Terminology Question.

Discussion in 'General' started by arnisador, Nov 2, 2005.

  1. arnisador

    arnisador Active Member

    I was asked a question last night to which I did not know the answer.

    A kung fu instructor was explaining that the wife of your sifu is addressed as simu (sp?), whether she is a kung fu practitioner or not. I was asked: Is there a term of address for the wife of your FMA instructor? I said I had never heard of one, but didn't know for sure!
  2. Cruentus

    Cruentus Tactician

    You use the term Manong same as you do the male. :bow:
  3. loki09789

    loki09789 -== Banned ==-

    In PI culture, "Manong" is a respectful reference to the Eldest patriarch (and if applicable to female - matriarch)? Like "Father" or "Big Brother/Uncle" or something along those lines. I like the connotation of family bonding in the use.
  4. arnisador

    arnisador Active Member

    Ah, I knew it was something like Elder but I simply assumed it would have a gender! Thanks!
  5. bart

    bart New Member


    Gender in Philippine languages is irregular in the linguistic sense. Specifically for example, a lot of pure Tagalog words don't speak to gender like kapatid (sibling), siya (he/she), anak (son/daughter). They have to be modified with a gender indicator as in kapatid na babae (sister) or anak na lalaki (son). Some other pure Tagalog words tatay (father), or nanay (mother) reflect gender implicitly. Most of the words imported from Spanish tend to have gender association such as tita (aunt), tito (uncle), maestro (male teacher), abugada (female lawyer). English words can go either way depending on whether it has gender implicit like daughter (dawter) or unisex like driver (drayber). A lot of words have the Spanish gender indicator imposed on them regardless of whether the word have Spanish origin or not.

    As for Manong, it does mean elder and is unisex. I never encountered it until I spent time with Cebuanos and Bisaya speakers though. In Tagalog I generally used to address everything with po when I was speaking with an elder. For instance "Manong, excuse me" would be "Excuse me Po". "Thank you Manong" would be "Thank you Po".

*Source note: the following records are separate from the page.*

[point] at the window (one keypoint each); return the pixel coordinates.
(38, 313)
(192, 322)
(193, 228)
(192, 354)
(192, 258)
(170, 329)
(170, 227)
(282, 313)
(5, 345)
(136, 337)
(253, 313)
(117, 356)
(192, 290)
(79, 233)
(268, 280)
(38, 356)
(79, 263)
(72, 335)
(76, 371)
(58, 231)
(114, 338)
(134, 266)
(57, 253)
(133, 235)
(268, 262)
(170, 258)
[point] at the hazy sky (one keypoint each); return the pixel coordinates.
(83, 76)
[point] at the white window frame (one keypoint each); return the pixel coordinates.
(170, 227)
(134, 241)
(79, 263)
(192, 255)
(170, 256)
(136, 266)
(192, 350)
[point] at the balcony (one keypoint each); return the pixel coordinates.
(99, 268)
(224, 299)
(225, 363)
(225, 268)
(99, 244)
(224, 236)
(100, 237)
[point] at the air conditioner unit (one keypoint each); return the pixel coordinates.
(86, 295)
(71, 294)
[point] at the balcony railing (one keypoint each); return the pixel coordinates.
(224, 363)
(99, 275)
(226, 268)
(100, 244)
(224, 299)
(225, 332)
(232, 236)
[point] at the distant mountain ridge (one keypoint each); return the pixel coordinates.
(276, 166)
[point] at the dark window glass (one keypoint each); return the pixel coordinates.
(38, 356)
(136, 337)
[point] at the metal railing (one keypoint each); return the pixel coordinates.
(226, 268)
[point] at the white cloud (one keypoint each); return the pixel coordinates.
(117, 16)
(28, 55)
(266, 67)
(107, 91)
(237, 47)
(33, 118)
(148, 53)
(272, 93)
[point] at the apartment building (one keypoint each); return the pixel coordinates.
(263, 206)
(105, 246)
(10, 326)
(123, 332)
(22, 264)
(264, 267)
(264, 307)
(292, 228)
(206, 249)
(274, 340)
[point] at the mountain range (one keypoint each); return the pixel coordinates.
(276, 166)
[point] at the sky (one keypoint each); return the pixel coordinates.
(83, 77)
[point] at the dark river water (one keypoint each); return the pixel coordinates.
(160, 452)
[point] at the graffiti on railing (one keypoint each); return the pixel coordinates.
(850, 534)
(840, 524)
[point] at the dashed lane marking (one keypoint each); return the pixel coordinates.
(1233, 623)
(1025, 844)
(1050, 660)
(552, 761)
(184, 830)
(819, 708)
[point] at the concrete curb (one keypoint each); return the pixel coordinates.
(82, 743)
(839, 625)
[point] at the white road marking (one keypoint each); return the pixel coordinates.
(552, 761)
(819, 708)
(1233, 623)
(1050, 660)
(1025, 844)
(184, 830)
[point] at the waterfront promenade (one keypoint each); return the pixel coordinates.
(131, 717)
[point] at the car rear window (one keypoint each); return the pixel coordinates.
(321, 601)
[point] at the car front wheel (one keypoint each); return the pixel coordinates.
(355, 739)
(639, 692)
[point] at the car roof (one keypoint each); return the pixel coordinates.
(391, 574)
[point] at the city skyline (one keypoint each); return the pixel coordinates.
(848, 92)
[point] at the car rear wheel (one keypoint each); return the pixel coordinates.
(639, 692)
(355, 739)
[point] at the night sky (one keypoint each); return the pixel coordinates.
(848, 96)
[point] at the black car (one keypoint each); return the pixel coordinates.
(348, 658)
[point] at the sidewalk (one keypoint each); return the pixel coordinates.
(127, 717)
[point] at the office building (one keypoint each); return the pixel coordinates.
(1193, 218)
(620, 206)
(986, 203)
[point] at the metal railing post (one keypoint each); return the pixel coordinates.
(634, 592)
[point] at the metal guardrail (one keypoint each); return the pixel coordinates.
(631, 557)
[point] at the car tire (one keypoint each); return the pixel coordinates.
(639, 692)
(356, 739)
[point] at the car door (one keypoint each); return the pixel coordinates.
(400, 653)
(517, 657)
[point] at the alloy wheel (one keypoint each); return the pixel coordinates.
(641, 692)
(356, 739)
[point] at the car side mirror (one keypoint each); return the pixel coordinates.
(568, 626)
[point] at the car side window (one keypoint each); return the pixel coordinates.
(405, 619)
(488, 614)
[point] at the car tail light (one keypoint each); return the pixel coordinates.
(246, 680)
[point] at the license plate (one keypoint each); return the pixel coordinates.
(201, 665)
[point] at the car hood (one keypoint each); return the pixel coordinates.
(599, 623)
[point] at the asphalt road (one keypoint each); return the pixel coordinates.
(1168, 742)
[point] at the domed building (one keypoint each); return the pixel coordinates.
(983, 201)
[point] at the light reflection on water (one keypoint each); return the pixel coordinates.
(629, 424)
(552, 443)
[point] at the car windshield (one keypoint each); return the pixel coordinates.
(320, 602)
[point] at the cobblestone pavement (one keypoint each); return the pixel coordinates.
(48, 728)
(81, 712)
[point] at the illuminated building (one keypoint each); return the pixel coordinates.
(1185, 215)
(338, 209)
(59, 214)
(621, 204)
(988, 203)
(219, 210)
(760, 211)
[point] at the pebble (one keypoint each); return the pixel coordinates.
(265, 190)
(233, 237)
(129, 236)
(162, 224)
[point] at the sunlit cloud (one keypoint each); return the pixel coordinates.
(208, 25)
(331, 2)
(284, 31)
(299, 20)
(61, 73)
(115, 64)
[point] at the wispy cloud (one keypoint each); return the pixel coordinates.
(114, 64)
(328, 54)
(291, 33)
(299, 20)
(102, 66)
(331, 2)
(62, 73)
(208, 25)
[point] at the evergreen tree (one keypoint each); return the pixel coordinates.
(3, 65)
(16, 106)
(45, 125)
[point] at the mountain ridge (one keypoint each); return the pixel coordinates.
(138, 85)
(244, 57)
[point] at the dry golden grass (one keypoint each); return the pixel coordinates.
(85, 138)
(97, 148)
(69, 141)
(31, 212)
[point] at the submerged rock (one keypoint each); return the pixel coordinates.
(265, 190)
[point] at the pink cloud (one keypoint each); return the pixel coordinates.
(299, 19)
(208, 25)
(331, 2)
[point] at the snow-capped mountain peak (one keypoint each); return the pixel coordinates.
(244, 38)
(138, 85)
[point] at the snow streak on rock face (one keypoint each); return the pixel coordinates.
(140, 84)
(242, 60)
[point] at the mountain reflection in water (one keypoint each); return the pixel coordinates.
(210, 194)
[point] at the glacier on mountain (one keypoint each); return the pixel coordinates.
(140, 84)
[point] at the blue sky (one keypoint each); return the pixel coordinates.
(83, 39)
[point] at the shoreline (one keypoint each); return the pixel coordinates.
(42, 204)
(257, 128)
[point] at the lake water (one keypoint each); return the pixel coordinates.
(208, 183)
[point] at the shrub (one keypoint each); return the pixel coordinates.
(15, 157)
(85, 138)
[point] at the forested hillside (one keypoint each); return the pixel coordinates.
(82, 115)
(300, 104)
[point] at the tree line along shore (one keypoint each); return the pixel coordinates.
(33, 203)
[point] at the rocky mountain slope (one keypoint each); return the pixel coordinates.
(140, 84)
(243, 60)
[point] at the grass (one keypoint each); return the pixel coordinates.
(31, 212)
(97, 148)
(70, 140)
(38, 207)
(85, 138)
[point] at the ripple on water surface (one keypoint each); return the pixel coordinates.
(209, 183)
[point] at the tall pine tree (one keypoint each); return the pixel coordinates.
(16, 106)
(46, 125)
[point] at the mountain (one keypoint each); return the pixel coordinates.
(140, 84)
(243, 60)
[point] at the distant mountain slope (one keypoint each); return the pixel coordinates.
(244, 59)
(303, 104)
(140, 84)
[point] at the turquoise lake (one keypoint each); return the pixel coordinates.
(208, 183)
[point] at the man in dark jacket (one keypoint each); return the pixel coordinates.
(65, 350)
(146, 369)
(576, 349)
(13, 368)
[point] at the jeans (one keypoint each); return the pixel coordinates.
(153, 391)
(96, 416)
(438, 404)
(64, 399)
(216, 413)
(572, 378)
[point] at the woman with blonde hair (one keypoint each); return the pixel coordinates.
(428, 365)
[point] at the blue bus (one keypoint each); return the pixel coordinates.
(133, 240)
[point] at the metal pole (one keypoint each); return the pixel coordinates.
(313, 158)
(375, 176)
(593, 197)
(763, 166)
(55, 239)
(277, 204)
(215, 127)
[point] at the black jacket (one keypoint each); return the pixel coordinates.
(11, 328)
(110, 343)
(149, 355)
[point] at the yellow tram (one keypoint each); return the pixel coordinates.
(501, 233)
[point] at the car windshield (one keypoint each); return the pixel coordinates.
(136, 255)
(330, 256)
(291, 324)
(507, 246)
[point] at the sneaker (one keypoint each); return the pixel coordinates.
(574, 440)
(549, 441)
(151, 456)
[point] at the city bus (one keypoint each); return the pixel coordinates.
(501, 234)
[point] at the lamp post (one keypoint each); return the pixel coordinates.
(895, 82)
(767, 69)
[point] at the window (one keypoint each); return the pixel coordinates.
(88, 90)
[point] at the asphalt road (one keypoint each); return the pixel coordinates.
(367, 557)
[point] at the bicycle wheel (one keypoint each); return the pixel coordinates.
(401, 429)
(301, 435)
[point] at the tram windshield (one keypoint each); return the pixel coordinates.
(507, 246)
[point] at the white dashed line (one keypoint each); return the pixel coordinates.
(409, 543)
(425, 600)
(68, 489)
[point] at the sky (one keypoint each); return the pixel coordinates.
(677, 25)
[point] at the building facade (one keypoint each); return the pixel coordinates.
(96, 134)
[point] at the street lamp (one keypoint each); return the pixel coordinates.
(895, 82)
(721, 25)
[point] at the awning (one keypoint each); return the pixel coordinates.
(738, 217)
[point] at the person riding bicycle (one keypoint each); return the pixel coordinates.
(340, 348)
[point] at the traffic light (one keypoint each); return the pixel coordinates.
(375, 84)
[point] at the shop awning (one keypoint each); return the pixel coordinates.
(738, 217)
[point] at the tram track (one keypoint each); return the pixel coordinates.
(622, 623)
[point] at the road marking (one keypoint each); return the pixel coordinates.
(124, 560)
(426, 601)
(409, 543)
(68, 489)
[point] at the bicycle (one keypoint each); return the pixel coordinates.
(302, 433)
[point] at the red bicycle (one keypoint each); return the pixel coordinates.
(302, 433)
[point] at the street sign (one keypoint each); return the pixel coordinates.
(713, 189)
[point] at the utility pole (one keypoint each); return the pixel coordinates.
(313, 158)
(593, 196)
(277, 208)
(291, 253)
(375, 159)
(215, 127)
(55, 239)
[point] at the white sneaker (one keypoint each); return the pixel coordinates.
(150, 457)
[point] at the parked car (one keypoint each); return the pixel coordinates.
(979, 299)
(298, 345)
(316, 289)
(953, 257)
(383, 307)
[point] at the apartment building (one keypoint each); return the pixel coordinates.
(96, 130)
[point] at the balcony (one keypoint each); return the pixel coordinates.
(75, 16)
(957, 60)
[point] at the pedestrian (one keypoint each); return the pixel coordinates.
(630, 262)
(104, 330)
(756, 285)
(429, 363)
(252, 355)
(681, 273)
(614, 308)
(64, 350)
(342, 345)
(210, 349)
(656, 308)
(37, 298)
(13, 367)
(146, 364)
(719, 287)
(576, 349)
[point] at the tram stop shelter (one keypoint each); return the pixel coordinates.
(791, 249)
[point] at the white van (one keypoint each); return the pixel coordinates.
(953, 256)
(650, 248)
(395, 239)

    Anyway, I hope that helps.
  6. arnisador

    arnisador Active Member

    Very much so, thanks! I didn't realize that gender was treated that way. I was imposing a Romance languages point of view on it.
  7. Cruentus

    Cruentus Tactician

    Cool info Bart. Now I know who to PM when I have a terminology question!


  8. loki09789

    loki09789 -== Banned ==-

    Is there a decent online translator tool or at least a website you could recommend?